No, seriously, I don't know what exactly they do, certainly not how I mostly know what SpaceX, Google, Meta, Apple, and the rest do. Probably in large part because unlike most of those previous companies, they don't have any real consumer-facing presence, no products that 'regular' people integrate into their lives. Even looking at their history its like they took a bit of tech used in Paypal for fraud detection and adapted it to analyze, effectively, any given database you might plug in? And it kinda stuck around in a stealthy startup phase for like 10 years, then started getting various DoD/Government contracts, and then finally IPO'd in 2020, so seems like it took a long time to find footing, and during that time the founders kept tight control of it and kept adding funding to it even while it wasn't clear what the company would do.
I am not in fact critiquing them on this basis, I'm just saying it is opaque to me why this company is important in the same way that Boeing, Eli Lilly, or even Amazon is important. If they disappeared tomorrow, how would i most obviously notice their absence?

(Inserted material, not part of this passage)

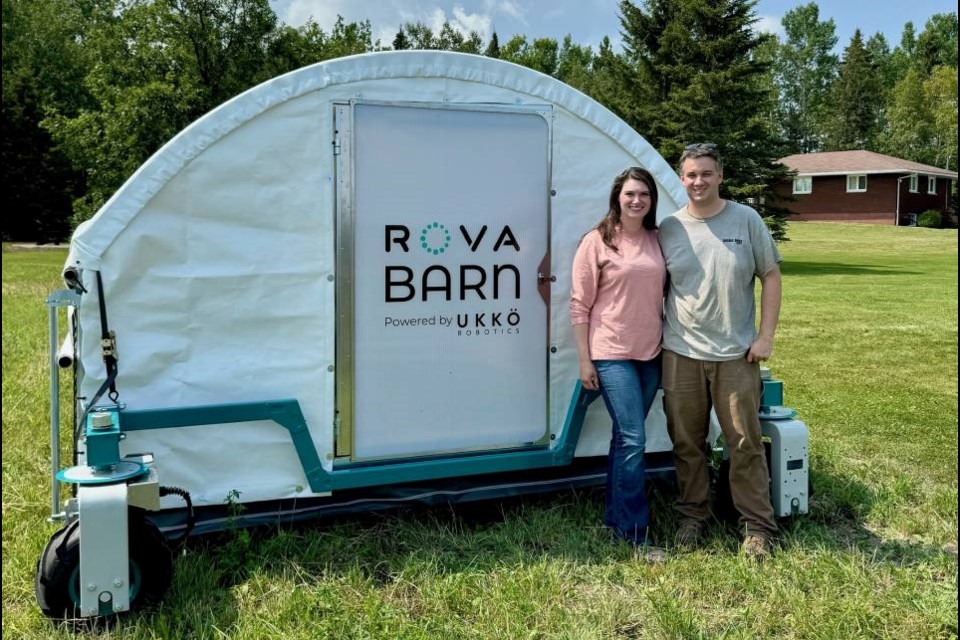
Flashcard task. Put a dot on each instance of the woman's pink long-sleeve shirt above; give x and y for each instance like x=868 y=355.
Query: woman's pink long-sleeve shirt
x=620 y=295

And if detection of fraud is a core feature, I'm definitely confused as to why all the various fraud schemes in Minnesota, California, New York, and elsewhere just went undetected for so long, or at least unremarked and prosecuted.
Again, not a critique of the company, maybe a critique of how gov't actors have been using it, but certainly me wondering the value being provided here.
And since as far as I can tell they do make some sort of platform that allows use of AI analysis, but they do NOT build their own AI models... what would make them more important than one of the frontier AI labs, or the Chip manufacturers, or any given major player in the energy sector?
As for the the manifesto, I guess I'd ask for it to put out something more 'actionable' to really offer a opinion on it. I think I see what it is gesturing at, but the actual, positive vision for what the world should look like hasn't been laid out here.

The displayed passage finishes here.